Relative stability orders of +1, +3 oxidation states of Ga, In, Tl are respectively

• A. $ \text{Tl}^+>\text{In}^+>\text{Ga}^+ $, $ \text{Ga}^{3+}>\text{In}^{3+}>\text{Tl}^{3+} $
• B. $ \text{Ga}^+>\text{In}^+>\text{Tl}^+ $, $ \text{Tl}^{3+}>\text{In}^{3+}>\text{Ga}^{3+} $
• C. $ \text{Ga}^+>\text{In}^+>\text{Tl}^+ $, $ \text{Ga}^{3+}>\text{In}^{3+}>\text{Tl}^{3+} $
• D. $ \text{Tl}^+>\text{In}^+>\text{Ga}^+ $, $ \text{Tl}^{3+}>\text{In}^{3+}>\text{Ga}^{3+} $

Hint:

The inert pair effect is key to understanding the stability of oxidation states in heavier p-block elements.

Answer 1

The Correct Option is A

 To understand the relative stabilities of the +1 and +3 oxidation states for Ga (gallium), In (indium), and Tl (thallium), we need to consider the inert pair effect and general periodic trends.

Explanation:

The oxidation states being analyzed are +1 and +3. For elements like Ga, In, and Tl, which belong to the same group, the stability of these oxidation states is influenced by the so-called inert pair effect, which is more pronounced in heavier elements.

Relative Stability of +1 Oxidation State:

• Tl⁺ > In⁺ > Ga⁺: In heavier elements like Tl, the +1 oxidation state is relatively more stable due to the inert pair effect, where the s-electrons are less available for bonding and remain non-bonded.
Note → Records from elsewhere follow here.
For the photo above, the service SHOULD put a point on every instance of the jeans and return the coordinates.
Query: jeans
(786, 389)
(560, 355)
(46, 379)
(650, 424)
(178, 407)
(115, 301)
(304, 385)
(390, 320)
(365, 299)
This effect becomes more pronounced as you move down the group from Ga to Tl.

Relative Stability of +3 Oxidation State:

• Ga³⁺ > In³⁺ > Tl³⁺: The +3 oxidation state is most stable at the top of the group (Ga) and decreases in stability as you move down the group to Tl.

Conclusion: This analysis agrees with the given correct answer, emphasizing the stability trends for the +1 and +3 states:

$ \text{Tl}^+ > \text{In}^+ > \text{Ga}^+ $, $ \text{Ga}^{3+} > \text{In}^{3+} > \text{Tl}^{3+} $